The RuneScape board game is first and foremost a love letter to the video game’s long history and expansive world.
“We have mechanics like this in most of our boss fights to make sure that they're not just doing the same experience all the way through,” Perkins says.
“In other boss fights, it's the boss behaviours that [change],” McFetridge adds. “In other cases, it's a combination of both. There definitely is one fight - which I won't spoil - that the behaviour deck completely swaps out for a different one when the enrage goes. Sometimes they give alternate win conditions to the fight.

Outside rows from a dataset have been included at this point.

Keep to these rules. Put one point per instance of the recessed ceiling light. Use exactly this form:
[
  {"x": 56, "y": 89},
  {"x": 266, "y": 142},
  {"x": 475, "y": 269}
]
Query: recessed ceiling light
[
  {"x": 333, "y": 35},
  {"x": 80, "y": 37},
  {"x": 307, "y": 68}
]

There's both each boss fight; the only consistent thing is that the bosses all enrage.”
The players share a combined pool of health points during the final boss fight, adjusted to reflect any damage or deaths suffered during the exploration phase. If characters hit zero health, they lose a piece of equipment to Death, who makes a cameo from his appearance in the video games and can be chased down to recover any lost gear.
“The [board] game is designed to help you fail forwards, but sometimes give you a bit of a speed bump when things go wrong,” Perkins says.
From my brief time with Shadow of Elvarg, I was left with the impression that the RuneScape board game is first and foremost a love letter to the video game’s long history and expansive world. It’s an often charming, often funny adventure into a universe that’s provided 20 years of fond memories for so many players - myself included.
With both its tone and its gameplay kept light, RuneScape Kingdoms: Shadow of Elvarg is a comfortably nostalgic way for fans to once again set foot into the world of Gielinor with friends. For me at least, it did leave me tempted to take a trip back to Lumbridge - for old times’ sake.
RuneScape Kingdoms: Shadow of Elvarg launches on Kickstarter on May 31st.